10x vcpu is reasonable in some situations (VDI, powersave at night).
Even a 2x vcpu overcommit will cause a 10000x interrupt latency degradation.

> My analogy only requires some
> statistical bad luck: Multiple guests with peaks and valleys
> of memory requirements happen to have their peaks align.
>

Not sure I understand.

>>> Third, host swapping makes live migration much more difficult.
>>> Either the host swap disk must be accessible to all machines
>>> or data sitting on a local disk MUST be migrated along with
>>> RAM (which is not impossible but complicates live migration
>>> substantially).
>>>
>> kvm does live migration with swapping, and has no special code to
>> integrate them.
>> :
>> Don't know about vmware, but kvm supports page sharing, swapping, and
>> live migration simultaneously.
>>
> Hmmm... I'll bet I can break it pretty easily. I think the
> case you raised that you thought would cause host OOM'ing
> will cause kvm live migration to fail.
>
> Or maybe not... when a guest is in the middle of a live migration,
> I believe (in Xen), the entire guest memory allocation (possibly
> excluding ballooned-out pages) must be simultaneously in RAM briefly
> in BOTH the host and target machine. That is, live migration is
> not "pipelined". Is this also true of KVM?

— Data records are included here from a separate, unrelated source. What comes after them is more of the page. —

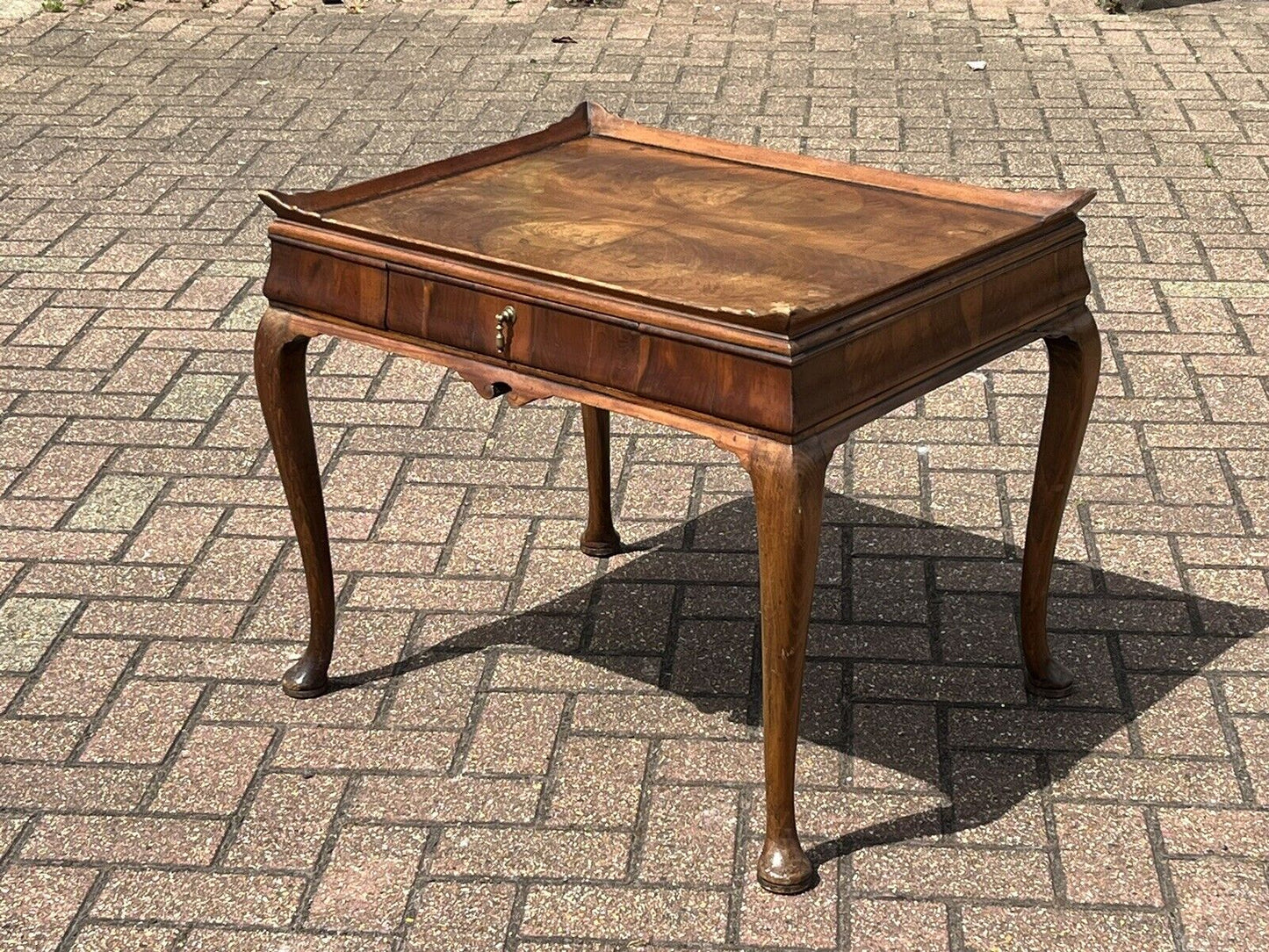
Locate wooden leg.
[581,404,622,559]
[1021,311,1101,698]
[255,307,335,698]
[746,442,827,894]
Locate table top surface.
[265,106,1092,331]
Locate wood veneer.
[256,105,1100,892]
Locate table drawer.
[387,270,530,360]
[387,269,790,429]
[264,240,388,328]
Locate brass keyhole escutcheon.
[494,305,516,354]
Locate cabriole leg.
[747,442,827,894]
[255,307,335,698]
[1021,311,1101,698]
[581,404,622,559]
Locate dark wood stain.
[255,105,1100,892]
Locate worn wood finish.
[741,441,833,892]
[1020,311,1101,698]
[581,404,622,559]
[255,307,335,698]
[256,105,1098,892]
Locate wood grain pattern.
[328,137,1035,328]
[256,105,1099,892]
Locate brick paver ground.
[0,0,1269,952]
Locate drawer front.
[387,270,530,360]
[387,270,790,431]
[264,240,388,328]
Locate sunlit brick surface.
[0,0,1269,952]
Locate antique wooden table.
[255,105,1100,892]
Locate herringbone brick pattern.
[0,0,1269,952]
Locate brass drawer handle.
[494,305,516,354]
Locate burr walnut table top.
[255,105,1100,892]
[262,97,1092,441]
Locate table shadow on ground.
[333,494,1269,866]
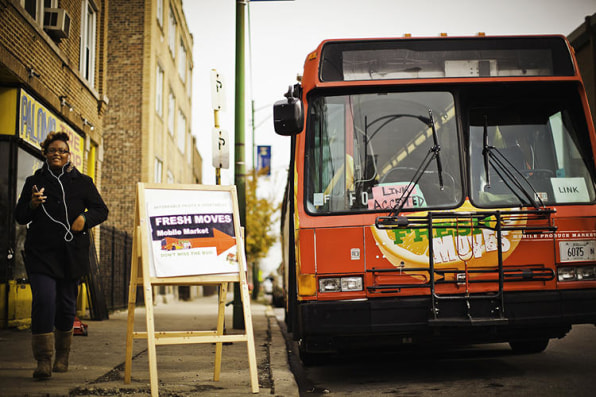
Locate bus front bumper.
[294,290,596,350]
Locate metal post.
[232,0,247,329]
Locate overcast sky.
[183,0,596,185]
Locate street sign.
[211,69,226,110]
[257,145,271,176]
[211,128,230,169]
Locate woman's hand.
[30,185,47,209]
[70,215,85,232]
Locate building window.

No. The entire guest address space can be swapped out on the source and
target, less the pages being copied to or from the wire, and pages
actively accessed by the guest. Of course performance will suck if all
memory is swapped out.

> If so, your
> statement above is just waiting a corner case to break it.
> And if not, I expect you've got fault tolerance issues.
>

Not that I'm aware of.

>>> If you talk to VMware customers (especially web-hosting services)
>>> that have attempted to use overcommit technologies that require
>>> host-swapping, you will find that they quickly become allergic
>>> to memory overcommit and turn it off. The end users (users of
>>> the VMs that inexplicably grind to a halt) complain loudly.
>>> As a result, RAM has become a bottleneck in many many systems,
>>> which ultimately reduces the utility of servers and the value
>>> of virtualization.
>>>
>> Choosing the correct overcommit ratio is certainly not an easy task.
>> However, just hoping that memory will be available when you need it is
>> not a good solution.
>>
> Choosing the _optimal_ overcommit ratio is impossible without a
> prescient knowledge of the workload in each guest. Hoping memory
> will be available is certainly not a good solution, but if memory
> is not available guest swapping is much better than host swapping.
>

You cannot rely on guest swapping.

> And making RAM usage as dynamic as possible and live migration
> as easy as possible are keys to maximizing the benefits (and
> limiting the problems) of virtualization.
>

That is why you need overcommit. You make things dynamic with page
sharing and ballooning and live migration, but at some point you need a
failsafe fallback. The only failsafe fallback I can see (where the host
doesn't rely on guests) is swapping.

As far as I can tell, frontswap+tmem increases the problem. You loan
the guest some memory without the means to take it back, this increases
memory pressure on the host. The result is that if you want to avoid
swapping (or are unable to) you need to undercommit host resources.
Instead of sum(guest mem) + reserve < (host mem), you need sum(guest mem
+ committed tmem) + reserve < (host mem). You need more host memory, or
less guests, or to be prepared to swap if the worst happens.